Did you read Charlie and the Chocolate Factory or James and the Giant Peach when you were younger? Those were written by Roald Dahl, a brilliant writer and a fascinating man. He was also a British fighter pilot in World War II, and he had many near-death experiences in the war, including a very serious plane crash very close to enemy territory, one so bad that doctors thought he'd never see again. Luckily, they were wrong. He recovered, but while he was blind he had a huge crush on the nurse who helped him. You have to read it just for that part. It's both sweet and hilarious.

No one can write about scary, surreal, or bizarre experiences with the same dry humor as Roald Dahl. Before the war started, Dahl was employed by an oil company and he was sent to work in East Africa, part of the British empire at the time. He met so many eccentric characters there: people who exercised naked on a ship; a man who thrived on catching deadly snakes while calling them sweet names (he loved the snakes and wasn't cruel to them); a lady who wouldn't touch food with her hands at all, ever. He knew he'd ever encounter such types ever again, and he never did.
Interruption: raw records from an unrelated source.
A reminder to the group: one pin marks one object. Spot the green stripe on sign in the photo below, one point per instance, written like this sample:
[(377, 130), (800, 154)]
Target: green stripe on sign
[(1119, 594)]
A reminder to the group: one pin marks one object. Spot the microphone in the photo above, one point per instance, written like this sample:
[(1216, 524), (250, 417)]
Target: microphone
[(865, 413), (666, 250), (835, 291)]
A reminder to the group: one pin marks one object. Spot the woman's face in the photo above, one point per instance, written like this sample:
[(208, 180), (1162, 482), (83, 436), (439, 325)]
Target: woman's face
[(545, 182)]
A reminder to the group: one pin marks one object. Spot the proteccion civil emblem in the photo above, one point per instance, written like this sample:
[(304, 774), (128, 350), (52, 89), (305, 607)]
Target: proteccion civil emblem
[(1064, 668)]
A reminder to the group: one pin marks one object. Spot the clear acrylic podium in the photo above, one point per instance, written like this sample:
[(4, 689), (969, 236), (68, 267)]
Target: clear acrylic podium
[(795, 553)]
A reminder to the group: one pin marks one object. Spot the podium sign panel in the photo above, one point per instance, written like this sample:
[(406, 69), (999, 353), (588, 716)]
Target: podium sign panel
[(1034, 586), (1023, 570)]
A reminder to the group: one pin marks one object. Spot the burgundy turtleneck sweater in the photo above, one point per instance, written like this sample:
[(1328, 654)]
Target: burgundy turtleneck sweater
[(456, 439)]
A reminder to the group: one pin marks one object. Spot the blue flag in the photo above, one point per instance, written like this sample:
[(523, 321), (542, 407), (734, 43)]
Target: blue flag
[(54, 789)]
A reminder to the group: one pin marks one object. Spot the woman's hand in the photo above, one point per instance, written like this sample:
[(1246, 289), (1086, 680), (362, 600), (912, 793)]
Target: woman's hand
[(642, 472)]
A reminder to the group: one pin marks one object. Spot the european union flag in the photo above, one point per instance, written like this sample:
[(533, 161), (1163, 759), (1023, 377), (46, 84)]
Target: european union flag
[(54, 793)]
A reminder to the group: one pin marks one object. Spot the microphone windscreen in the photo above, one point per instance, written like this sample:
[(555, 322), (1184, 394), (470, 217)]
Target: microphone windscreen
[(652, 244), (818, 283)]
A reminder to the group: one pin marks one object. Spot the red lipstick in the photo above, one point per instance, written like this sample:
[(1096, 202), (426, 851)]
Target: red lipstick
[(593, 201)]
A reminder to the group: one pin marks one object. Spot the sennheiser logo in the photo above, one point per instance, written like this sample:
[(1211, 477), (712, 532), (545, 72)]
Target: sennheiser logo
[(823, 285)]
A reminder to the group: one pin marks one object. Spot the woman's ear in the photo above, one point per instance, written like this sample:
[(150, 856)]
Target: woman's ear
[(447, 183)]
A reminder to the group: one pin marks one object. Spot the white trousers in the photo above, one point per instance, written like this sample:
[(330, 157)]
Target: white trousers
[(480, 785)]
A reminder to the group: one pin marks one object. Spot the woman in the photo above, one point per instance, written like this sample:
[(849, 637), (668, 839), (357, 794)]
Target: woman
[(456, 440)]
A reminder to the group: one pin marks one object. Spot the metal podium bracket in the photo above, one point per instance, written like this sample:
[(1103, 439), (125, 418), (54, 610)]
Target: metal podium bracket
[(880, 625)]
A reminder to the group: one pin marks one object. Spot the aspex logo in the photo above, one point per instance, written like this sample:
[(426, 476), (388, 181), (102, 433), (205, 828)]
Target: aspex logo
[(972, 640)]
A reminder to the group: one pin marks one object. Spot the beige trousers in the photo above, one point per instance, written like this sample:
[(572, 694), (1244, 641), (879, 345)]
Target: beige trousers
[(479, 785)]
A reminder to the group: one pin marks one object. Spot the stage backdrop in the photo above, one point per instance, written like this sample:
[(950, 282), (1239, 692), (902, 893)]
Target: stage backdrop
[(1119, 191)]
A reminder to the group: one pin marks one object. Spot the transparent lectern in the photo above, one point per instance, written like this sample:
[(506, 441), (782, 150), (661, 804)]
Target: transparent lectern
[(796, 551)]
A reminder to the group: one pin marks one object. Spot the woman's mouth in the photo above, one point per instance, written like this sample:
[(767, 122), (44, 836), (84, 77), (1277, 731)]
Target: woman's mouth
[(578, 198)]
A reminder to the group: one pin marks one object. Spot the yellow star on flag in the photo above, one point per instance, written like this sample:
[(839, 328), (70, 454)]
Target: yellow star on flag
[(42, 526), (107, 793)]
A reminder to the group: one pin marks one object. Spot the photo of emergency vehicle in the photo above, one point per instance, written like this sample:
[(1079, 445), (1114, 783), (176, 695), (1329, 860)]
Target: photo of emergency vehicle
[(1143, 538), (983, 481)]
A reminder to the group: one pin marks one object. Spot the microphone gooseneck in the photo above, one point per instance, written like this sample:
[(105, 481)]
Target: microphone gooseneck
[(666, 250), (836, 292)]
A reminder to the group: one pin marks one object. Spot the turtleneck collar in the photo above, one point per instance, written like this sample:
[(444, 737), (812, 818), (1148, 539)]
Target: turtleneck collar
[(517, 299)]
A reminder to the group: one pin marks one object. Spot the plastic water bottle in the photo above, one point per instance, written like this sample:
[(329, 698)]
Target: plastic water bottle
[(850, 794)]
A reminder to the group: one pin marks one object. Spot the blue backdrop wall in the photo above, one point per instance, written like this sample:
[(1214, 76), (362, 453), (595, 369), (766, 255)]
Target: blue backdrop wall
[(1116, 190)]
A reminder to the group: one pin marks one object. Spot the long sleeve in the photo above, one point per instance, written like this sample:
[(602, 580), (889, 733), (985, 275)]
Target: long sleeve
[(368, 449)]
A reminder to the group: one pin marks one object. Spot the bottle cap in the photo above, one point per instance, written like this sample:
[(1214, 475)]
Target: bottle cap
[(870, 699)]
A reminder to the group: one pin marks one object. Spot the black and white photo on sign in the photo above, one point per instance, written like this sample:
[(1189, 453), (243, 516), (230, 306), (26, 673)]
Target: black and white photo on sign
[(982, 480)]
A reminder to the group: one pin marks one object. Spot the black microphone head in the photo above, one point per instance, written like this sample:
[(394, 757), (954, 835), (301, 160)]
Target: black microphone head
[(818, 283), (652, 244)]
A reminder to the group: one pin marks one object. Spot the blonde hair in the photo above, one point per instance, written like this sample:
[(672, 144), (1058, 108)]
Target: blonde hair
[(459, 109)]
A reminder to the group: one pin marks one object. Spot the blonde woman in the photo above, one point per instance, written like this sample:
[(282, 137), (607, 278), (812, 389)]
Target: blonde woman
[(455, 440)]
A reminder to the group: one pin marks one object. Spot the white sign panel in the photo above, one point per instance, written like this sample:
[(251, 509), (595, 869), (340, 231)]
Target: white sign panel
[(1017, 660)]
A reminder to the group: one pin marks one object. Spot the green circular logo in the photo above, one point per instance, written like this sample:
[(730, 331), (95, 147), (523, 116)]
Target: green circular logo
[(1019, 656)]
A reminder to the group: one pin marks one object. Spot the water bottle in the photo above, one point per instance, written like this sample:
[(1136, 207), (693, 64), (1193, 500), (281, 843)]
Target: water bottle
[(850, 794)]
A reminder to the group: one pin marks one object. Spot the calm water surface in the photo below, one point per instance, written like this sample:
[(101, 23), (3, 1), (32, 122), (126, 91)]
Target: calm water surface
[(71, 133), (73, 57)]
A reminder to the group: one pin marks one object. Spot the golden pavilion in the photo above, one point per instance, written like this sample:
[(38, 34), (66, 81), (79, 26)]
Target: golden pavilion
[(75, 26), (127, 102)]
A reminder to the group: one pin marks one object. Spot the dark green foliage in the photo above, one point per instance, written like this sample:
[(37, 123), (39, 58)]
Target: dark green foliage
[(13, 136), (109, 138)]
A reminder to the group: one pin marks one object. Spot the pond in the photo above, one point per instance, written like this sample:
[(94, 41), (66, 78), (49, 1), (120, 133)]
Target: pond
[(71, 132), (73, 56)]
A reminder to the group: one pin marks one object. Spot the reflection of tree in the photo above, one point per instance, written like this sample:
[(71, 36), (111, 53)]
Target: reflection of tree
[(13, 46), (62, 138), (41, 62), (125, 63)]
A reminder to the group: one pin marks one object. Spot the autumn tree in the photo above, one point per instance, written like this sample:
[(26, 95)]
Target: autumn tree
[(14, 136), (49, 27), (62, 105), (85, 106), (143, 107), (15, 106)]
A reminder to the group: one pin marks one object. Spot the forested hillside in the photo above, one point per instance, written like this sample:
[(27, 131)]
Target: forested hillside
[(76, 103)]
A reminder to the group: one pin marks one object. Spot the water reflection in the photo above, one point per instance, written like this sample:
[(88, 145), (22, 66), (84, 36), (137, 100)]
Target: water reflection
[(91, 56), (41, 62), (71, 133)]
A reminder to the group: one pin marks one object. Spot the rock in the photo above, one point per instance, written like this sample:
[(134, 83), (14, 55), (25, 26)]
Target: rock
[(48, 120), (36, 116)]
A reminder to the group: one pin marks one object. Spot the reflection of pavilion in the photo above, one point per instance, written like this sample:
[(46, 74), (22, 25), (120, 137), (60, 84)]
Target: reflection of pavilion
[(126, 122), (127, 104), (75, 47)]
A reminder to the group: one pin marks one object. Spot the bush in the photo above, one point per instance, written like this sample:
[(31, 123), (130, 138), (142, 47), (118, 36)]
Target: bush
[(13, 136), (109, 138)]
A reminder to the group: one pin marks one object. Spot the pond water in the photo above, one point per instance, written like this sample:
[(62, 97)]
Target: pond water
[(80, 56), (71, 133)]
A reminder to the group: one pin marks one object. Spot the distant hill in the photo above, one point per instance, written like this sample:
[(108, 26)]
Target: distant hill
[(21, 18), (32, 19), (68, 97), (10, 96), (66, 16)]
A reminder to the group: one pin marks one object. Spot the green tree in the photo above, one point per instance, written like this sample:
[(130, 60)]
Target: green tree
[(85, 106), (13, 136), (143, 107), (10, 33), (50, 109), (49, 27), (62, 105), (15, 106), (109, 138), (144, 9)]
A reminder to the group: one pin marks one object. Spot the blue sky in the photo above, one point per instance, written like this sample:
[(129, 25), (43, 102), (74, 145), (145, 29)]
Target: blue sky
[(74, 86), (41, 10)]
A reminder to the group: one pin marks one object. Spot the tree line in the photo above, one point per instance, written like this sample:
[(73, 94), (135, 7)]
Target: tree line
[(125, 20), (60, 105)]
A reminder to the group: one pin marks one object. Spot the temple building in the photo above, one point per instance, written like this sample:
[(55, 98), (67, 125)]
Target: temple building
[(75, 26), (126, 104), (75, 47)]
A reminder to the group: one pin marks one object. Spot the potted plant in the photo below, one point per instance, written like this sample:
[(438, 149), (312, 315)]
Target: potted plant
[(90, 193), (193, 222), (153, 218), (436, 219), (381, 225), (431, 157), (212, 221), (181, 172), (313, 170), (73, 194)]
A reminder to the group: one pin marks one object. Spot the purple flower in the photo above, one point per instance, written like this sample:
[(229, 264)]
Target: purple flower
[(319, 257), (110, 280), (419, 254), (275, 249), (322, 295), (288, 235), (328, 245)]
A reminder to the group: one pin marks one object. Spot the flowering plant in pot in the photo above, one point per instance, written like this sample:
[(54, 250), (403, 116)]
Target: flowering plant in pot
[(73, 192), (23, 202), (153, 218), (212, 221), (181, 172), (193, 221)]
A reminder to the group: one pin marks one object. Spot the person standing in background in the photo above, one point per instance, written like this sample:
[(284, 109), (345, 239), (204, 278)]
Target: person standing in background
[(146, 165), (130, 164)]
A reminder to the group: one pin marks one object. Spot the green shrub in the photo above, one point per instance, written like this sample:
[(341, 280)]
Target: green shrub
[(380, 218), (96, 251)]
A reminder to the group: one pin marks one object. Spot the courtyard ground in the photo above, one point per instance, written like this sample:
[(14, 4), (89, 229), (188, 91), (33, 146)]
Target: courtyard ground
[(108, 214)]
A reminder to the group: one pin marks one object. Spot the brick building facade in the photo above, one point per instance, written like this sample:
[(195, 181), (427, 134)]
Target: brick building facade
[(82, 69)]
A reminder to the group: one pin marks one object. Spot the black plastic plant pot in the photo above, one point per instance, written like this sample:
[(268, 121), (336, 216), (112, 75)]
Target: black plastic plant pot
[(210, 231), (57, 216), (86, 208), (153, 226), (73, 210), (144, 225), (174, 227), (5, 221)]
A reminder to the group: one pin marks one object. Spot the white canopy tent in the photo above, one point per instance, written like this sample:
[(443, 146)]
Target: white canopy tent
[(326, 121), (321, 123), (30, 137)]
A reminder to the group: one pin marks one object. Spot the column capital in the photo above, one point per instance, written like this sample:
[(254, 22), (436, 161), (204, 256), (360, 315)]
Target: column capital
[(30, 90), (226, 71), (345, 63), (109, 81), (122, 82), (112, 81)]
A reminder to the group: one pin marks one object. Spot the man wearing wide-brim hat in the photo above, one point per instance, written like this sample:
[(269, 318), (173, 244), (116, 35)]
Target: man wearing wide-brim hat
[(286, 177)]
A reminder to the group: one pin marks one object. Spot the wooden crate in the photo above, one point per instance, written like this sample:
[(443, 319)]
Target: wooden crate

There's something very strange and wonderful about being in a far away country, one very different from your home country.

I loved the postcards, telegrams, and photographs included which document his time in Africa and his time spent in the war. "One gasps at the waste of life"(83), he tells us. Yet Dahl survived, and he left this wonderful biography for us.

Going Solo by Roald Dahl. 210 pages. 1986. Booktalk to high school, adult. Great read-aloud.